Insolvenzen stark rückläufig

Tja, was dafür wohl der Grund ist? Die Zahl der Insolvenzen in Deutschland ist deutlich rückläufig. Im Mai wurde den deutschen Amtsgerichten 1.504 Unternehmensinsolvenzen gemeldet, so das Statistische Bundesamt heute früh.
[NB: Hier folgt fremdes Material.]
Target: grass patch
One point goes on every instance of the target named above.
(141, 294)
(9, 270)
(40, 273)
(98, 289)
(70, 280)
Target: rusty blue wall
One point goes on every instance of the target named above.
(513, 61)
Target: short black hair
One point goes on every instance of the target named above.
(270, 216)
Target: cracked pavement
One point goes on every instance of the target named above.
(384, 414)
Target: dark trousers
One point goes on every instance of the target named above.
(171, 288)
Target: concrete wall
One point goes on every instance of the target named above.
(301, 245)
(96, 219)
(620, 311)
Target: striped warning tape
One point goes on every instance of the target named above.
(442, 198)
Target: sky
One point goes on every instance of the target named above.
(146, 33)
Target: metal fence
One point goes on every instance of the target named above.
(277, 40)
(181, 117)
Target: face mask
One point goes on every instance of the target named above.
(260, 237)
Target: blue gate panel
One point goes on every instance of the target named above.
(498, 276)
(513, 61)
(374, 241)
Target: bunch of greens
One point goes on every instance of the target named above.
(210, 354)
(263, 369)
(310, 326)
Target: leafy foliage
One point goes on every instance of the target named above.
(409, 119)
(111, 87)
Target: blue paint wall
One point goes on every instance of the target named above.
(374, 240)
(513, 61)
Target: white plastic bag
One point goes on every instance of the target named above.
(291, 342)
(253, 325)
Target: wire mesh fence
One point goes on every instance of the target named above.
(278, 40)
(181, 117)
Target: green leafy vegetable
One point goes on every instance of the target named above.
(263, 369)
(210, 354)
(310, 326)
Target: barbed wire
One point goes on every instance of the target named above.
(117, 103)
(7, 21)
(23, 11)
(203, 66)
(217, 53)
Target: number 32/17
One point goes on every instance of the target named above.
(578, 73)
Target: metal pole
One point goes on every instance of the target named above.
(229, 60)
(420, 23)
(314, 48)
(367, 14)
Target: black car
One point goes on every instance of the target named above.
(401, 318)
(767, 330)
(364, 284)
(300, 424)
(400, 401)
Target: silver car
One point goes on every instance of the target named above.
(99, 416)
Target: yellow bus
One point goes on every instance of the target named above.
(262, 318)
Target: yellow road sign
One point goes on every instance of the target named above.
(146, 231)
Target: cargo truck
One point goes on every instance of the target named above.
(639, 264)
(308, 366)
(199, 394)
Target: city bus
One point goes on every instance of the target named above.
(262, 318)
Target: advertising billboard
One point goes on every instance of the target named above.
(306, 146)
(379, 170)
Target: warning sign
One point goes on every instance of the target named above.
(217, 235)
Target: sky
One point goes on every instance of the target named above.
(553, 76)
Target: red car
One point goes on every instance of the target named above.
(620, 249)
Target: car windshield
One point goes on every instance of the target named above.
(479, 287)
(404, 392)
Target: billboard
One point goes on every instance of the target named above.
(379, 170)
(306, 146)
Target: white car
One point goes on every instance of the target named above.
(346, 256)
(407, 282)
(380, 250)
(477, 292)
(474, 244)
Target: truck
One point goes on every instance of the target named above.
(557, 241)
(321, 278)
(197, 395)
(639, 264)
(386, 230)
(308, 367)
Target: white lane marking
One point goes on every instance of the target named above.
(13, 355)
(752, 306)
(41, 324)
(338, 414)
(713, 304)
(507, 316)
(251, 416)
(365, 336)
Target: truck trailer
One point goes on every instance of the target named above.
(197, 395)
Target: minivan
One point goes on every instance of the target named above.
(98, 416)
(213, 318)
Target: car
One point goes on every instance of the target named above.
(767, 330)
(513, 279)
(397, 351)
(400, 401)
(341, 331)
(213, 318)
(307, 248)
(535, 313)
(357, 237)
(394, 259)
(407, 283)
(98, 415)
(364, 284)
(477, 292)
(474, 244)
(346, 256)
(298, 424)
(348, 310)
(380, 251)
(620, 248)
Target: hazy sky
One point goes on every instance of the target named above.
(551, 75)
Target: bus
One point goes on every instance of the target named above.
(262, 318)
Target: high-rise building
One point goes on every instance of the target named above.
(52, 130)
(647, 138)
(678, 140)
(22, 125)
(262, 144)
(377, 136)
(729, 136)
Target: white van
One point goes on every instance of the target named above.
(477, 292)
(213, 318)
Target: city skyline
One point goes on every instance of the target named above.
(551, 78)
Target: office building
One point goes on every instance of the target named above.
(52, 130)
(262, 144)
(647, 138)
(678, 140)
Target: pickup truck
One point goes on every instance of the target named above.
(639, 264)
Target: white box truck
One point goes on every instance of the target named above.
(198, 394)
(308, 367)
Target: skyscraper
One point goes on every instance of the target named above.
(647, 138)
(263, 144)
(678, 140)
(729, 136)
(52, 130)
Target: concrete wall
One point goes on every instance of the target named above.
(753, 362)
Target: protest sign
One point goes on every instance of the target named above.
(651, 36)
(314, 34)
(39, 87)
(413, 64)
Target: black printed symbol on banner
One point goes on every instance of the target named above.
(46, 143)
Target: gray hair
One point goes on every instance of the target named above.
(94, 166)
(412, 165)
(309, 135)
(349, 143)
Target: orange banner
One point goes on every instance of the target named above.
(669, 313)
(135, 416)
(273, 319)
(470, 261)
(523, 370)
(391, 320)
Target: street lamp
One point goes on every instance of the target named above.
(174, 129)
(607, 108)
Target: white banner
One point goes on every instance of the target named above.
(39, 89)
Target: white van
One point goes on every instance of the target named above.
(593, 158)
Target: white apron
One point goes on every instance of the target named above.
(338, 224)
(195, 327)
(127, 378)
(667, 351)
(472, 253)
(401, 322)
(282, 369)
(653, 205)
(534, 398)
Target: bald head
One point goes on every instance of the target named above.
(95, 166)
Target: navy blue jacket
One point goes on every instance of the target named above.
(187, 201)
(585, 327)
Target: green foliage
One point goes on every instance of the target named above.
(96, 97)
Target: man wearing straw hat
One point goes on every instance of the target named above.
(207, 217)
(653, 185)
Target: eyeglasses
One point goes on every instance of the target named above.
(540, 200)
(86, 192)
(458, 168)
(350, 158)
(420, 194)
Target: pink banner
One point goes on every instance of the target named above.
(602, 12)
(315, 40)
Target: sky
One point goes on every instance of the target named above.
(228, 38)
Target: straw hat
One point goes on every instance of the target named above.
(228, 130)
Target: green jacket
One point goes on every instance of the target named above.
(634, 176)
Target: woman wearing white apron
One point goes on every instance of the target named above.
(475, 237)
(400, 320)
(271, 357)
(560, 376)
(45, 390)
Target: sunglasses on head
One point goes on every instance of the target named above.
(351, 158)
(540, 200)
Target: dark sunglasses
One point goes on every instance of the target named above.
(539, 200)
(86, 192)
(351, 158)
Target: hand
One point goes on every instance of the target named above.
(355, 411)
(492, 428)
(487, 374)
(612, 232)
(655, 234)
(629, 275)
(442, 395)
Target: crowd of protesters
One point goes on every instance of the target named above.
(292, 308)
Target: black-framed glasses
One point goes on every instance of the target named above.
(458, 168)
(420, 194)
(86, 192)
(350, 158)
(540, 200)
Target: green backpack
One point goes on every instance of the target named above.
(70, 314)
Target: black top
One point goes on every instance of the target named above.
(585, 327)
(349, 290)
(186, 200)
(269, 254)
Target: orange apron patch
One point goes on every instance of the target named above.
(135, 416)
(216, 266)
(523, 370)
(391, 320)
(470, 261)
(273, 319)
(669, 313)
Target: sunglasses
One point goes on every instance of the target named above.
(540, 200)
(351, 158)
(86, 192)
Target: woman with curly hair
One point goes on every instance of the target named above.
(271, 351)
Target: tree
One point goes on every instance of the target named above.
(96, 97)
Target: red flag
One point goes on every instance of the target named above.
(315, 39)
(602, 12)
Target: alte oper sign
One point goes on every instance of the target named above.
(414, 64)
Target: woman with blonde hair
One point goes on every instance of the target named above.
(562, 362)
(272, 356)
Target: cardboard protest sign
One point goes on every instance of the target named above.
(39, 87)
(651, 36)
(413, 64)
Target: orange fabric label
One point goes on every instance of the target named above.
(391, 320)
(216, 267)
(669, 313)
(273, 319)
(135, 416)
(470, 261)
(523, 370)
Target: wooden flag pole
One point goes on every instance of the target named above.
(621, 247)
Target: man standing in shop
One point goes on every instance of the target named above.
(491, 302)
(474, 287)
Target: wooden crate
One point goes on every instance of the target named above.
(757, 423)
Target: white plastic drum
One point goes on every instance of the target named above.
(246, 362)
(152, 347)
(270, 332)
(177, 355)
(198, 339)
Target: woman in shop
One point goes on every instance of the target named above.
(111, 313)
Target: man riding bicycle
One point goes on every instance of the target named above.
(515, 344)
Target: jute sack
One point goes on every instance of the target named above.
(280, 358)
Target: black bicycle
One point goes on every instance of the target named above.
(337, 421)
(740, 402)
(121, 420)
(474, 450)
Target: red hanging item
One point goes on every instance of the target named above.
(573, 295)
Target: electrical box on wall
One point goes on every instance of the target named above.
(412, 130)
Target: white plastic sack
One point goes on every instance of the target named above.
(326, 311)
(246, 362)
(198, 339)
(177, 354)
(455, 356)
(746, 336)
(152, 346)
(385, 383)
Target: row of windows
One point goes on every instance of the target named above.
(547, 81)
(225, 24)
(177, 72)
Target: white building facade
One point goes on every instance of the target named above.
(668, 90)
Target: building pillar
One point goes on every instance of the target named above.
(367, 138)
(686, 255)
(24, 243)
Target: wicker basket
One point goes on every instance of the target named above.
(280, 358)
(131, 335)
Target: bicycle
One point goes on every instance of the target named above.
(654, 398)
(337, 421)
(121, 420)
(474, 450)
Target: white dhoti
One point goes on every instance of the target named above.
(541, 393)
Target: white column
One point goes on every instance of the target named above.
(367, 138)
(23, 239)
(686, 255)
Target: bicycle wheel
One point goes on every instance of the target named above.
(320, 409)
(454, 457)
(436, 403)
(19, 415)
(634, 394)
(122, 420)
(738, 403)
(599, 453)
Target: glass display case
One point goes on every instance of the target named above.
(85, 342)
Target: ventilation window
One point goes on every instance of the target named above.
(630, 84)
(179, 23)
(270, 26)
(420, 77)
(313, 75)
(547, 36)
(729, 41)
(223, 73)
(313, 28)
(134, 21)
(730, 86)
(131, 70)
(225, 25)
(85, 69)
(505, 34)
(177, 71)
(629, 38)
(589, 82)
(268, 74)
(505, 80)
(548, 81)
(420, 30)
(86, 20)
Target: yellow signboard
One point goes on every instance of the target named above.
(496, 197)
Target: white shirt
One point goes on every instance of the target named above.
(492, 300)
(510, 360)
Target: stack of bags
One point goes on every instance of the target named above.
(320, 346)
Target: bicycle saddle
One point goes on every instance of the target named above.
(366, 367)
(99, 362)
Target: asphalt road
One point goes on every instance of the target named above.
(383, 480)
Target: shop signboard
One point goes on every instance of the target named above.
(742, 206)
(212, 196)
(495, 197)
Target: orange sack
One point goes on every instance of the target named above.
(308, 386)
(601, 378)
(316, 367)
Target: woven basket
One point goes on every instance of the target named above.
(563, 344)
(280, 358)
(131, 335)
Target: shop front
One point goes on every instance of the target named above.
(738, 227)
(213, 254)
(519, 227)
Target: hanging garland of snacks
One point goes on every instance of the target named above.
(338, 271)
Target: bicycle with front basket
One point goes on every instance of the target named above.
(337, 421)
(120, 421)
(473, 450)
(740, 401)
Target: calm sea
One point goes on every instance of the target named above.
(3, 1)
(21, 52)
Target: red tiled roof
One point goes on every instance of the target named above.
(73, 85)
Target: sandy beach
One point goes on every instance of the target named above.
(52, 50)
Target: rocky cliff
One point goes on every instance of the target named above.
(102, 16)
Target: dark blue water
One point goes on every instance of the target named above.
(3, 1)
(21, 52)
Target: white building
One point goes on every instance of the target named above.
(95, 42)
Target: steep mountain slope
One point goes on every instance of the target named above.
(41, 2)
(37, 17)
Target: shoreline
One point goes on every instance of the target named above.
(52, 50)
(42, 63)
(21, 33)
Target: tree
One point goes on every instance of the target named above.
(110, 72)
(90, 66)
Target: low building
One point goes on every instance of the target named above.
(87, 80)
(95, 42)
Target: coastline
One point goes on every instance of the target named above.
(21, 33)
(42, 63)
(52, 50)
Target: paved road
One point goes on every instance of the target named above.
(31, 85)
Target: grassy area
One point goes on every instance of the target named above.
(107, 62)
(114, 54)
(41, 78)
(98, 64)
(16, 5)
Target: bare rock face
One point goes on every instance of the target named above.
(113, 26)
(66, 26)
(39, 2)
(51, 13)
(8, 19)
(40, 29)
Das waren 9,9 Prozent weniger Insolvenzen als im Mai 2019. Auch für den Juli 2020 zeigen die vorläufigen Angaben zu den eröffneten Regelinsolvenzen in Deutschland wie bereits in den vorangegangenen Monaten eine deutliche Abnahme an Verfahren. Im Vergleich zum Juli 2019, dem Monat mit den meisten Regelinsolvenzen im Jahr 2019, sank die Zahl der eröffneten Regelinsolvenzverfahren um 29,1 Prozent. Warum dieses freudige Ergebnis mitten in der brutalen Coronakrise? Die Lösung ist ganz einfach. Es geht nach dem Motto „schaffe das Problem gesetzlich ab, dann gibt es kein Problem mehr“. Natürlich ist das Problem nicht weg, sondern nur optisch unsichtbar gemacht. Die Statistiker sagen selbst heute früh, Zitat:

Die wirtschaftliche Not vieler Unternehmen durch die Corona-Krise spiegelt sich somit bislang nicht in einem Anstieg der gemeldeten Unternehmensinsolvenzen wider. Ein Grund dafür ist, dass die Insolvenzantragspflicht für Unternehmen seit dem 1. März 2020 ausgesetzt ist.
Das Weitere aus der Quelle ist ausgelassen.